Remembering the Opening Two Matches of the 2005 Ashes Series

Last Update on: March 29th, 2023 at 03:54 pm

In the world of cricket, few rivalries are as iconic and intense as that between England and Australia. The teams have been playing each other since 1882, with the first-ever Test Match between the pair taking place six years earlier. It was the test in 1882 however that saw the Ashes created.

Back then, Australia defeated England in a single test match, a match which Australia shockingly won. British newspaper The sporting Times wrote that it was the death of English cricket, and that “the body will be cremated and the ashes taken to Australia.” The following winter, the English headed down under, and captain Ivo Bligh promised that he and his teammates would bring the “ashes” home.

Of course, no rivalry is complete without a trophy to win—in this case, it’s the coveted Ashes Urn. It’s a symbol of true cricketing greatness, and for a period of time in the early 2000s, it seemed like the tiny trophy belonged solely to the Australians. That all changed during the 2005 Ashes series between England and Australia.

This year, over 140 years on from the Ashes’ creation, cricket’s oldest rivalry will reignite as Australia head to England in an attempt to retain the urn for the fourth consecutive time. Online bookmakers cannot split the pair ahead of the first test, and they can see the series going either way, as you can see here: But with Australia dominating once again in recent years, just as they did at the turn of the millennium, we take a look back to 2005, when England finally wrestled the urn away from their fiercest rivals.

First Test – Lord’s

The 2005 Ashes series got underway to much fanfare. England had just given a great account of themselves in the prior One Day series, and they had fans dreaming that the urn may remain on English soil for the first time since 1987. The Aussies had won the last eight Ashes series with an aggregate score of 28-7, and their time was full of superstars.

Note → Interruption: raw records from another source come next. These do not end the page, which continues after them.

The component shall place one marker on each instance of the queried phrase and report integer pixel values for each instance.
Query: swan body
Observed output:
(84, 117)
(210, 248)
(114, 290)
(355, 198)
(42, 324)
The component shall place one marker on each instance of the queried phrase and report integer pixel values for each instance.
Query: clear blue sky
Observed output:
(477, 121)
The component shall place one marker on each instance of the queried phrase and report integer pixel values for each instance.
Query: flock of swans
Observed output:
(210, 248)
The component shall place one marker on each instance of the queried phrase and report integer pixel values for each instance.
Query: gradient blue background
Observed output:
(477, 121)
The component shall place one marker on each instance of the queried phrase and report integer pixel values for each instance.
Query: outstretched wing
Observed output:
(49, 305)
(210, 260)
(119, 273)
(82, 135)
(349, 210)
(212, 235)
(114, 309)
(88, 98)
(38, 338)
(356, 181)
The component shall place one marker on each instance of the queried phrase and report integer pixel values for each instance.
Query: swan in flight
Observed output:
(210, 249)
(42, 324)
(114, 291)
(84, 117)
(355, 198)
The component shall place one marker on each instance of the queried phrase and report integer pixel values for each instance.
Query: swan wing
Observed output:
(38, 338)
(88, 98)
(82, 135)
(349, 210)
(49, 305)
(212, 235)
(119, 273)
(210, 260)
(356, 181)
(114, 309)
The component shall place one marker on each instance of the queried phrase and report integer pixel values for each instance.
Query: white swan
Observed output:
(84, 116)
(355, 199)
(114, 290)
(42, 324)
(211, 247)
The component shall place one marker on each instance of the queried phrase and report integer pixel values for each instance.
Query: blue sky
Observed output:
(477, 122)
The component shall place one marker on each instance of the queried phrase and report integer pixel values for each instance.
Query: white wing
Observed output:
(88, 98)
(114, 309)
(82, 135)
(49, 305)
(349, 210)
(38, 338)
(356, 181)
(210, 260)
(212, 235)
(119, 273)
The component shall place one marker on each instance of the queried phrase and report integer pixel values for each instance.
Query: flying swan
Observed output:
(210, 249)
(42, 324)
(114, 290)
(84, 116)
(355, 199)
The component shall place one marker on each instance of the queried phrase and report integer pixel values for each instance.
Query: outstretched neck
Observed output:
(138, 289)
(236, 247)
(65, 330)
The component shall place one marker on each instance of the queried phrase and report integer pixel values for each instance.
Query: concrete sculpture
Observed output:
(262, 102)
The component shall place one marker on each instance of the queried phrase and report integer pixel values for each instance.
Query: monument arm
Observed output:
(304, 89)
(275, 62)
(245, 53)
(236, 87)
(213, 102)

They had the best opening batsman in the world in Justin Langer and Matthew Hayden, as well as the best number three in captain Ricky Ponting. Their bowling attack consisted of the incomparable Glenn McGrath, paceman Brett Lee, and the maverick Shane Warne, perhaps the greatest spin bowler that’s ever lived. In Kevin Pietersen however, England had unearthed a hidden gem, and they hoped that their South African-born batsman could take the fight to the visitors.

England got off to a great start at Lord’s bowling Australia all out for 190. But then, McGrath took over. His sensational spell left England 21/5 and with true humiliation a very real possibility. Pietersen came in and smashed 57 to reduce the arrears. But after that, it was all Australia.

Michael Clarke hit a brilliant 91 in the guests’ second innings, with his team hitting 384 runs before being bowled out. The bowling attack would then clean up, thumping the hosts by 239 runs and securing a 1-0 series lead.

Second Test – Edgbaston

England knew they needed to improve ahead of the second test, and they had a slice of luck when the brilliant McGrath suffered an injury warming up on day one. Australia would win the toss and elected to field courtesy of the overcast conditions, but England would make Ricky Ponting pay for his decision. Big scores from Marcus Trescothick, Kevin Pietersen, and Andrew Flintoff would give the hosts a score of 407.

The Aussies gave a great account of themselves in trying to match England’s total. Thanks to opener Justin Langer’s 82, they finished 308 all out, some 99 runs behind. And then Shane Warne took over.

The legendary leg spinner whittled England all out for 182, picking up figures of 6/46 in the process. The visitors needed 281 to win, a very reachable total. Flintoff turned swung the match back in England’s favour, picking up four wickets and leaving the tourists at 137/7, with just their tailenders left to bat.

However, the Australian bowlers performed heroically. 42 runs from Warne and 43 from Brett Lee left them within touching distance of the total. Then, Kasprowicz – who was unbeaten on 20 himself – was caught out by a bouncer from Steve Harmison. He nicked the ball to wicketkeeper Geraint Jones, who wheeled away in celebration much to the delight of the home faithful.

England had done it! They picked up the victory by just two runs in one of the tightest finishes in the history of cricket. And that was a sign of things to come throughout the series.

Australia would cling on for a draw at Old Trafford in the third test before England took the lead with victory at Trent Bridge. That set up an all-or-nothing decider at The Oval with the Ashes on the line and that too finished as a draw thanks to the great British weather, handing the Urn back to England for the first time in 18 years.